None of this changes the command to honour. It simply changes what honour looks like in practice.

For an adult child, honour often shows up in ordinary, unglamorous moments: sitting with patience through a story you have heard before, calling on a Tuesday for no particular reason, or showing up to help with something your parent can no longer do alone. It looks like gratitude expressed out loud rather than assumed, and choosing to include them in your life even when schedules make it inconvenient.

Many Asian parents, in particular, rarely say “I love you”, but they will cook your favourite meal when you visit, press money into your hand at the door, or call repeatedly just to hear your voice. Learning to receive these gestures as love, rather than frustration, is itself a form of honour.

“Listen to your father, who gave you life, and do not despise your mother when she is old.” Proverbs 23:22 (NIV)

In caring for ageing parents, we often experience a beautiful reversal. Those who once carried us now need us to carry them.

5. Honouring parents requires grace and understanding

Parents are human beings with weaknesses, fears, regrets, and personal histories. Many Asian parents endured hardship, poverty, war, migration, or emotional struggles that shaped how they raised their children.

Part of honouring them is seeking to understand their story instead of judging them only through our modern perspective.

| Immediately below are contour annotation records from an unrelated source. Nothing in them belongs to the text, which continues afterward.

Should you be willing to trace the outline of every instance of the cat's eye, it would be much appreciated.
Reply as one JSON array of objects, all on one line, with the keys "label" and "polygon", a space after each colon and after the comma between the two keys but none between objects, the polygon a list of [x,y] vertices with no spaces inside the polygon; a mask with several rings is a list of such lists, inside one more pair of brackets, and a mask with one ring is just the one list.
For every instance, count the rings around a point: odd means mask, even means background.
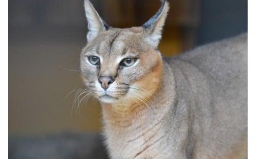
[{"label": "cat's eye", "polygon": [[95,56],[90,56],[88,57],[90,63],[94,65],[99,64],[100,63],[99,58]]},{"label": "cat's eye", "polygon": [[124,66],[129,67],[132,66],[134,64],[135,62],[137,60],[136,58],[126,58],[121,62],[121,64]]}]

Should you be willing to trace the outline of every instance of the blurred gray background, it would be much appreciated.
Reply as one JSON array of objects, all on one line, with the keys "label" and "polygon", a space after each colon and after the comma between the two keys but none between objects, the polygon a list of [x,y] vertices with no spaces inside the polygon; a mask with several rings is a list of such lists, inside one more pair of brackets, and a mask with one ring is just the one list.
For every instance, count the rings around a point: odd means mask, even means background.
[{"label": "blurred gray background", "polygon": [[[91,1],[110,25],[121,28],[142,25],[160,5],[157,0]],[[172,0],[170,4],[159,46],[165,56],[247,31],[247,0]],[[96,101],[90,99],[71,113],[74,93],[65,99],[82,86],[77,71],[87,31],[83,0],[8,0],[9,137],[100,132]],[[19,141],[9,142],[22,145]]]}]

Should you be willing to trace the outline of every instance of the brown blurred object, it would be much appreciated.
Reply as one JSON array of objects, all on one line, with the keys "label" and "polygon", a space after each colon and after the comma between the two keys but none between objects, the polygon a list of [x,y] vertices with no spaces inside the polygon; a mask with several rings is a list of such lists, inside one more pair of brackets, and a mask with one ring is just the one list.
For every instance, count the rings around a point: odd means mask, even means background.
[{"label": "brown blurred object", "polygon": [[[110,25],[119,28],[142,25],[157,11],[160,4],[159,0],[105,0],[96,3],[96,7],[102,8],[101,15],[103,19]],[[160,46],[166,56],[194,46],[199,23],[199,0],[173,0],[170,4],[164,31],[167,33],[163,34]]]}]

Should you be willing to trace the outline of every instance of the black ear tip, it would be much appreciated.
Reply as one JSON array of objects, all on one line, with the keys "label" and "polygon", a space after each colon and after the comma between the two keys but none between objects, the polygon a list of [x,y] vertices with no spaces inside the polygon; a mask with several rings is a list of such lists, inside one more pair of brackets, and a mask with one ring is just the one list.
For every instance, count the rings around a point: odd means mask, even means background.
[{"label": "black ear tip", "polygon": [[158,19],[158,16],[162,12],[166,1],[166,0],[160,0],[160,1],[161,2],[161,6],[160,7],[160,8],[159,8],[158,12],[153,17],[142,25],[142,27],[145,29],[148,28],[151,25],[151,24],[156,21],[157,19]]}]

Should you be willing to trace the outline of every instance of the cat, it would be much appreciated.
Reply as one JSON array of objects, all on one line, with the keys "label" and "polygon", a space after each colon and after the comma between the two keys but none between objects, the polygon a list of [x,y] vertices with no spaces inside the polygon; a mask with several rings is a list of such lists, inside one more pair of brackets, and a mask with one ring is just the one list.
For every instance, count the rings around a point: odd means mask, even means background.
[{"label": "cat", "polygon": [[168,10],[143,26],[108,26],[88,0],[80,56],[87,91],[99,101],[111,159],[244,159],[247,34],[172,58],[158,50]]}]

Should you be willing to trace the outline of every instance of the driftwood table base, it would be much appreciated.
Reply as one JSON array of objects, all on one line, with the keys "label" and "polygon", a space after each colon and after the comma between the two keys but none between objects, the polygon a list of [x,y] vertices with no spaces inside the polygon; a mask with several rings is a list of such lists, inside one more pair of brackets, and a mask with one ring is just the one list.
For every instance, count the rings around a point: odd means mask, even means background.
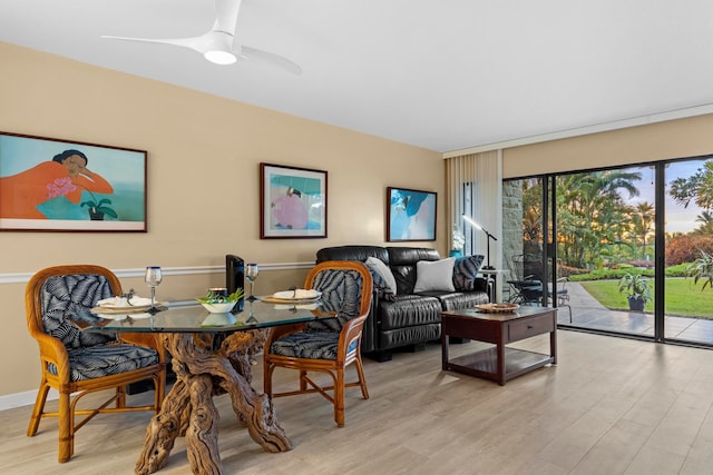
[{"label": "driftwood table base", "polygon": [[228,393],[237,419],[266,452],[286,452],[292,443],[275,418],[272,403],[257,394],[252,380],[251,358],[265,342],[265,330],[228,336],[216,352],[213,338],[192,334],[162,335],[173,356],[176,383],[163,407],[146,429],[137,474],[150,474],[166,465],[177,436],[185,435],[194,474],[221,474],[218,412],[213,396]]}]

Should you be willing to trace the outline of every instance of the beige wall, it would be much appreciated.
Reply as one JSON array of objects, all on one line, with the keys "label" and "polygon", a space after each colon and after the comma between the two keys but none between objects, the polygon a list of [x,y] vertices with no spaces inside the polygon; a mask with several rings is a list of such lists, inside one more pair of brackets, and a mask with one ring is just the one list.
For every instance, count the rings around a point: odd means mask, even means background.
[{"label": "beige wall", "polygon": [[[222,266],[232,253],[286,267],[258,279],[258,290],[274,291],[301,284],[305,270],[290,264],[313,261],[321,247],[383,245],[388,186],[445,196],[442,159],[430,150],[7,43],[0,65],[0,130],[148,150],[149,187],[147,234],[0,232],[0,396],[39,383],[25,284],[13,275],[69,263],[191,269]],[[328,239],[260,239],[261,161],[329,171]],[[443,209],[440,199],[439,216]],[[438,235],[443,253],[442,219]],[[219,274],[169,275],[158,294],[188,299],[222,281]],[[145,288],[136,277],[123,284]]]}]

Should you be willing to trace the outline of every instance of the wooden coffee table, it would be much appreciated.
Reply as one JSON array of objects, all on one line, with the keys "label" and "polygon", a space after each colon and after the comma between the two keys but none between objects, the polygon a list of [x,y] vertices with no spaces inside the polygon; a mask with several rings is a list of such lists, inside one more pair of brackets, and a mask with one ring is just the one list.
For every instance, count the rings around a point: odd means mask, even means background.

The Israelites carefully preserved family history and heritage. Likewise, Christians can honour parents by listening to their experiences, learning family stories, and appreciating the sacrifices made for future generations.

Honour also means giving grace where possible. No parent is perfect. In the same way that we desire patience from others, we are called to extend mercy to our parents.

“Since God chose you to be the holy people He loves, you must clothe yourselves with tenderhearted mercy, kindness, humility, gentleness, and patience.” Colossians 3:12 (NLT)

Sometimes healing within families begins with small acts of compassion and understanding rather than dramatic conversations.

6. Jesus shows us the true meaning of honour

Jesus Himself demonstrated honour within earthly family relationships. Even while suffering on the cross, He cared for His mother by entrusting her to the disciple John (John 19:26-27).

At the same time, Jesus showed that loyalty to God comes first. Our devotion to Christ must remain greater than every earthly relationship.

“Anyone who loves their father or mother more than me is not worthy of me; anyone who loves their son or daughter more than me is not worthy of me.” Matthew 10:37 (NIV)

Biblical honour is therefore balanced: we deeply respect our parents, yet we ultimately follow God above all else.

For Christians living in modern Asian societies, this balance can be challenging. We may feel torn between cultural expectations and biblical convictions, yet Scripture calls us to respond with humility, gentleness, and love. When we honour our parents with wisdom and grace, we reflect the heart of God Himself.

Honour While We Still Can

Perhaps honouring our parents begins with something smaller and simpler than we realise.

A phone call. A prayer. A meal together. A word of gratitude spoken aloud. A visit that has been postponed for too long. A decision to listen more patiently instead of rushing through another conversation.

In many Asian families, love is not always expressed openly. Sometimes it appears through practical sacrifices, quiet concern, or lifelong provision. Parents may not always say the words we long to hear, yet they often show love in the only ways they know how.

The fifth commandment reminds us that honour is not merely a cultural expectation. It is a reflection of God’s heart. To honour our parents is to recognise the weight and value God has placed upon family relationships.

Of course, honour does not mean pretending families are perfect. Some relationships carry deep wounds, disappointments, or unresolved pain. Yet even in difficult situations, Christians are called to pursue grace, wisdom, and love wherever possible.

So perhaps the question is not simply whether we respect our parents, but whether we are intentionally showing honour while we still have the opportunity. After all, one day we may wish we had called more often, listened more patiently, or expressed our love more openly while we still could.